De fait, la croissance des populations d’origine extérieure en Europe a connu ces dernières décennies un rythme particulièrement rapide. Elle est attribuable à la décolonisation, au recrutement de main-d’œuvre, puis à des regroupements familiaux et à l’accueil, peu enthousiaste mais effectif, d’une migration de survie via le statut de réfugié ou d’autres formes de tolérance humanitaire.

Deux fantasmes se greffent sur cette diversification et mènent certains idéologues d’extrême droite à l’idée de remplacement.

Le premier est démographique. Du constat d’une croissance de population à un risque de remplacement, il y a un fossé. Au cours des périodes récentes, les arrivées de l’extérieur en Europe atteignent environ 2 millions de personnes par an, toutes origines et motifs confondus, soit environ 0.4% de la population résidante. Même si on admet que certains immigrants puissent avoir plus d’enfants (ce qui est loin d’être toujours le cas), l’échéance d’une hypothétique majorité issue de l’immigration se chiffre donc en siècles.

Le fantasme démographique du grand remplacement se focalise souvent sur les populations musulmanes, jugées particulièrement menaçantes. Mais là aussi, les chiffres démentent les peurs. Dans le cas de la Suisse, le solde migratoire (arrivées moins départs) de pays musulmans (membres de l’OCI) équivaut annuellement à environ 8’000 personnes soit 15% du solde migratoire total et reste remarquablement stable. Ici aussi, il faudrait des siècles pour observer un basculement de population.

Le second fantasme associé au grand remplacement est sociologique. Pour que remplacement il y ait, encore faut-il en effet qu’on puisse identifier remplaçants et remplacés. On imagine ainsi une population de souche ancestrale concurrencée par des nouveaux venus porteurs de cultures incompatibles et immuables. Mais c’est tout le contraire que nous apprend l’histoire. D’une part, les populations d’Europe sont depuis toujours de sang-mêlé et sa « civilisation » est le produit d’innombrables mélanges. D’autre part, les populations issues de l’immigration n’ont rien de « peuples » homogènes. Bien au contraire, pour reprendre le cas musulman, la plus grande diversité règne en termes de régions d’origine, de pratiques religieuses, de statut social et de représentations culturelles. La même diversité règne d’ailleurs parmi les supposés autochtones des “peuples d’Europe”. Les immigrants, à fortiori, ont souvent quitté leur pays précisément en aspirant à une société plurielle, moins religieusement contraignante, plus démocratique et plus respectueuse des valeurs humaines.

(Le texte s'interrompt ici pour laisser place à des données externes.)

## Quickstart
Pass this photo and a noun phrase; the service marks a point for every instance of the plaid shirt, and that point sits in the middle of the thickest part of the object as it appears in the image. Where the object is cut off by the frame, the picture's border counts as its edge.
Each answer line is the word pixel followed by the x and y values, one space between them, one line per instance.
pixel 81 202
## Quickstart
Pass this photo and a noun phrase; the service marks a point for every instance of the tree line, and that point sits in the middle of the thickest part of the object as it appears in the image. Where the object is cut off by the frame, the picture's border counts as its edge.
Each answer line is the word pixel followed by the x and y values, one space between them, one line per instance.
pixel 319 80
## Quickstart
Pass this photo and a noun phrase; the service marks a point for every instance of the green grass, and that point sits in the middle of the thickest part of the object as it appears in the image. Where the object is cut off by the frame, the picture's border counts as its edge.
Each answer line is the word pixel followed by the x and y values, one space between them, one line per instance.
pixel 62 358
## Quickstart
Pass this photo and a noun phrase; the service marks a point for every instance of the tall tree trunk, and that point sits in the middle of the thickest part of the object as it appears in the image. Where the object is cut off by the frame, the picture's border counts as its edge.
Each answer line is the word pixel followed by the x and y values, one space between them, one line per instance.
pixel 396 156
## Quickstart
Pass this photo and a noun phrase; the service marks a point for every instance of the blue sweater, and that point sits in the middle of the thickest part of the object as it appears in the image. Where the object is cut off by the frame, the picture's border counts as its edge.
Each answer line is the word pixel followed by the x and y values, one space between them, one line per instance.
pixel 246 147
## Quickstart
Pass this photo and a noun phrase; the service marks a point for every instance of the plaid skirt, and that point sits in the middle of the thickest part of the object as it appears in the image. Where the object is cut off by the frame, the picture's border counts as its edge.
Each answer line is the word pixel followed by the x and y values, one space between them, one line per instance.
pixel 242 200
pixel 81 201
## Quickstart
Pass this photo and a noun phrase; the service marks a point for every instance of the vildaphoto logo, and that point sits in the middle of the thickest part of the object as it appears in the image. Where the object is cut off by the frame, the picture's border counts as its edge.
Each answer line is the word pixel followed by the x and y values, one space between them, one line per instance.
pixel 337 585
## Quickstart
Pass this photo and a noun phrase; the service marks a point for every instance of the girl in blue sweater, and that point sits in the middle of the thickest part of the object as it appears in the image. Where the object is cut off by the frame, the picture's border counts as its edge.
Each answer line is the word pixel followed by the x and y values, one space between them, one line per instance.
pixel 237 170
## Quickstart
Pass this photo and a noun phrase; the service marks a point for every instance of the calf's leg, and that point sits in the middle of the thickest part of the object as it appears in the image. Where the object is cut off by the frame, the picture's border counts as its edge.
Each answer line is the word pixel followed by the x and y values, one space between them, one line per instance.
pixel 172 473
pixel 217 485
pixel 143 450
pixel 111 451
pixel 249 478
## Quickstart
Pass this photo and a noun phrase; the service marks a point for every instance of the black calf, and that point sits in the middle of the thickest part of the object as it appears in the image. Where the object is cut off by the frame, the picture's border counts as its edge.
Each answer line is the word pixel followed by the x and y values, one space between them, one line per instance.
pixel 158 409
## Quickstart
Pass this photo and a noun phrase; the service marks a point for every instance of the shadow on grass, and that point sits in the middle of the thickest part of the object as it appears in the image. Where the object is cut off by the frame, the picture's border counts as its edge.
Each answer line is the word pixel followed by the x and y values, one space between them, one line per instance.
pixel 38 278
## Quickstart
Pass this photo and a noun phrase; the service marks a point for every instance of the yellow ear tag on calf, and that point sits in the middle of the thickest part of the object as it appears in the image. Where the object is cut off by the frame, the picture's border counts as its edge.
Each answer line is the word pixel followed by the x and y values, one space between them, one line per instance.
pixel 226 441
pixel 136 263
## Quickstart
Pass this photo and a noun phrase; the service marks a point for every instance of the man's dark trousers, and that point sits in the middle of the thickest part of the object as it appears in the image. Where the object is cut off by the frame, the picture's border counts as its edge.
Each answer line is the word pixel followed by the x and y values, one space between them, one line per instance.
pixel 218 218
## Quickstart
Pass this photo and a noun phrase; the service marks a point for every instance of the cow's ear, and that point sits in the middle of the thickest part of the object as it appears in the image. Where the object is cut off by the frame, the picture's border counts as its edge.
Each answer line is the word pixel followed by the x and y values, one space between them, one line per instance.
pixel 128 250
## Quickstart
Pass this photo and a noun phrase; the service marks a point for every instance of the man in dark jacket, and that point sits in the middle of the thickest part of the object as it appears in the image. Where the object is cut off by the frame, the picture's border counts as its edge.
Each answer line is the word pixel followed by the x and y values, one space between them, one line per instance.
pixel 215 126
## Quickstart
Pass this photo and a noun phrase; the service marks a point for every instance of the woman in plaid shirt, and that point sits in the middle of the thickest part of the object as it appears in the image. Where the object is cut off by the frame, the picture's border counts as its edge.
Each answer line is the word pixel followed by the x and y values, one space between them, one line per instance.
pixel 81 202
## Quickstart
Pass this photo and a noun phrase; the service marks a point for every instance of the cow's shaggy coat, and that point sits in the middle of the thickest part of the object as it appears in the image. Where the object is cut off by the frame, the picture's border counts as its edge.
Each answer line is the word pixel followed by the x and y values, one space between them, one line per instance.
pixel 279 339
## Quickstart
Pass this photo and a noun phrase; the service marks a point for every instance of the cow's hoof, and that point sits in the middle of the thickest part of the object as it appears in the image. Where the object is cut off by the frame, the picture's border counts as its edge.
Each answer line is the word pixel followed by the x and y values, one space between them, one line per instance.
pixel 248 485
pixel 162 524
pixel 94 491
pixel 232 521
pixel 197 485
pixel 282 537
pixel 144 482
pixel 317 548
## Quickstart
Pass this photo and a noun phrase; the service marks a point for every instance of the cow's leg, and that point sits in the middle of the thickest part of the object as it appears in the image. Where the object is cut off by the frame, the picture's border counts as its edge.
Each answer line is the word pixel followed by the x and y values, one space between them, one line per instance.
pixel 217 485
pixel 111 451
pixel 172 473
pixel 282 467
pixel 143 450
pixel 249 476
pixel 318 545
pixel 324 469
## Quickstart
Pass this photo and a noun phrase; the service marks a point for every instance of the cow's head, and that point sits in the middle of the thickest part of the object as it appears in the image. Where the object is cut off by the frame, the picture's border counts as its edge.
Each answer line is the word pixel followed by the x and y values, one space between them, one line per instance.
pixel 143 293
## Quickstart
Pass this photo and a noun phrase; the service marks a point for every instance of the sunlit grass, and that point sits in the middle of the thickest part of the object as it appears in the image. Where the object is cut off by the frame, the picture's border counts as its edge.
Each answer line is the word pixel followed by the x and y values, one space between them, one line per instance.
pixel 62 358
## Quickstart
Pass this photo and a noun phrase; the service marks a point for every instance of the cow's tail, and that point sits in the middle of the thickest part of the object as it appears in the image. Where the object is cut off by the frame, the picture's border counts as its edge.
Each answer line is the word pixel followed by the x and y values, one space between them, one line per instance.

Ce constat pourrait sembler lénifiant car les défis sociaux, économiques et culturels de l’immigration globale restent importants. La Suisse n’est pas à l’abri des tendances communautaristes et de la fragmentation sociale observables dans d’autres pays d’Europe. Ne pas craindre de grand remplacement ne signifie pas prôner la fin des frontières. La migration doit être gérée pour équilibrer ses coûts et avantages, mais avec sérénité et sans fantasmes.

Dans son ouvrage « Identité et violence », Amartya Sen souligne à quel point est étrange l’idée que les personnes ne puissent se définir qu’en fonction d’un système de catégorisation unique et globalisant divisant le monde en termes de religions et de civilisations. Cette idée est selon lui le plus sûr moyen de ne pas comprendre nos semblables et de produire de toute pièce la violence et la haine. Seuls quelques individus, de tous bords d’ailleurs, s’enferment dans des appartenances identitaires uniques en termes de religion, de genre, d’orientation sexuelle, de passion sportive, politique ou professionnelle. Pour les autres les identités sont multiples et relèvent tant d’héritages ou de révoltes familiales, que de goûts personnels ou des hasards de la vie… Et Sen de conclure « Le plus grand espoir d’harmonie dans notre monde troublé repose sur la pluralité de nos identités, qui peut seule nous rassembler et nous aider à lutter contre les divisions violentes et contre l’idée d’une ligne de partage intangible à laquelle nous ne pourrions, soi-disant, manquer de nous soumettre ».

A cet égard, personne ne remplace personne.

 

Notes

Une discussion autour de la peur d’un grand remplacement aura lieu au palais de Rumine le 30.10.2021 à 14h30

Une version courte de ce blog a été publiée dans “Le Temps” du 14.10.2021

Cf. sur le même thème le blog de 2016 “Vers une islamisation de la Suisse ?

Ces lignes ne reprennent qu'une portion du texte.